Countering extremism and aggression, guarding U.S. land, sea and air borders, and defending democracy and economic freedom are all in the United States’ national security interests.
Stopping epidemics such as Ebola wherever they break out is also a pillar of America’s National Security Strategy. “We cannot have prosperity if we’re not healthy,” President Trump told African leaders last fall.
But people all over the planet benefit too, when the United States and other countries work to contain disease outbreaks. Tim Ziemer, senior director for global health security and biothreats at the National Security Council, says the White House “has strongly championed the global health agenda.”
More than 60 nations have formed a partnership called the Global Health Security Agenda to mobilize against health threats. The partnership began in 2014, the same year the deadly Ebola epidemic broke out in West Africa.
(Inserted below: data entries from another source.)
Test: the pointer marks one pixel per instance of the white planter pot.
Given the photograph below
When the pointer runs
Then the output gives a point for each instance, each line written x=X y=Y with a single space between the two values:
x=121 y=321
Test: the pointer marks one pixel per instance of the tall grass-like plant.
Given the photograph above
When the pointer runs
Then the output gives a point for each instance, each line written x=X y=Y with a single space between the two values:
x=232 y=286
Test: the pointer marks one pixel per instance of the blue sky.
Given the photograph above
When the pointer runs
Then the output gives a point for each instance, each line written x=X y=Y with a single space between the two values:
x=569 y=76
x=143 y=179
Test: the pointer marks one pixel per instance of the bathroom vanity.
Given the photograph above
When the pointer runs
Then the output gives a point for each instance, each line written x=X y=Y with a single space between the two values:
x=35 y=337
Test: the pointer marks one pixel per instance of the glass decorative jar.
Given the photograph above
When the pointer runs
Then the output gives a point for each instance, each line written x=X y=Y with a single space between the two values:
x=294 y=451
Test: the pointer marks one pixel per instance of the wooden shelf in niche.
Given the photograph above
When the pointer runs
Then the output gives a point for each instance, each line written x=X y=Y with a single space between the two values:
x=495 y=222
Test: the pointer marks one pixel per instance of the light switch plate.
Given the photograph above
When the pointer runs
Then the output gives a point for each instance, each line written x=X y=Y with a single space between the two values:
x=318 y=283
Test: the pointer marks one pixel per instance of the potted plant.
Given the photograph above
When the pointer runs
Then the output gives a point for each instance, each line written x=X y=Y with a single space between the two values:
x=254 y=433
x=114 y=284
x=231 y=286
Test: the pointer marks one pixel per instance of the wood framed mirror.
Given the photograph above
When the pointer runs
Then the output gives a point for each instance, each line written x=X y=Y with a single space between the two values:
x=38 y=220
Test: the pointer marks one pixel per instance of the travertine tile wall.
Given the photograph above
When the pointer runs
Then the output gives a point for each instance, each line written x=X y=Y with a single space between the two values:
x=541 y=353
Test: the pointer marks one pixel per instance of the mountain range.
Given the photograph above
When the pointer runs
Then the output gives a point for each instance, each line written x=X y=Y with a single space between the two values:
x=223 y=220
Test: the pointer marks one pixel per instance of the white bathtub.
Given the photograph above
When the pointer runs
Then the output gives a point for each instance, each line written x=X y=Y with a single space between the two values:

That epidemic “shook the world,” says epidemiologist Anne Schuchat of the U.S. Centers for Disease Control and Prevention (CDC).
A progress report on the U.S. role in the global partnership cites these results:
- In Guinea, Liberia and Sierra Leone, 38,000 health care workers and community health agents learned infection prevention and control techniques.
- Kenya has a new surveillance system for diseases spread by animals, including rabies, Rift Valley fever and anthrax.
- Pakistan doubled measles vaccinations in one province, and Ethiopia got help to contain a measles outbreak in the Somali region.
- Labs in Bangladesh can now detect anthrax, hemorrhagic fever, leptospirosis and other pathogens.
- Improved community surveillance helped Vietnam detect 100 local outbreaks; a pilot system now operates nationwide.
In an interconnected world, “a pathogen that begins in a remote town can reach major cities on all six continents in 36 hours,” says Schuchat, who filled in as CDC head before AIDS researcher Robert Redfield became the director in April.
Helping countries prepare
Ziemer, a retired Navy rear admiral who previously spearheaded U.S. efforts to drive down malarial infections worldwide, says the Global Health Security Agenda “has served as an accelerator for preparedness.”
Ebola, which claimed 11,000 lives, “helped the world realize how vulnerable we were — and we still are,” Ziemer says.
The Global Health Security Agenda countries work with the World Health Organization and other public and private sector health groups. The U.S. has contributed $1 billion. Aid funneled through the CDC — known for its medical mystery solving — and the U.S. Agency for International Development helped 17 countries in Africa and Asia learn how to detect and contain lethal viruses and acquire the sophisticated equipment needed to do so.
Schuchat described what happened when Liberia — which got an infusion of global health security aid — reported 14 cases and eight deaths from an unexplained illness. “The country quickly mobilized 14 U.S.-trained Liberian disease detectives, activated the new national Public Health Emergency Operations Center and deployed a rapid response team,” she said.
Lab tests identified the culprit as meningococcal disease, a lethal but treatable bacterial illness. The fast action limited the outbreak to 31 cases and 13 deaths.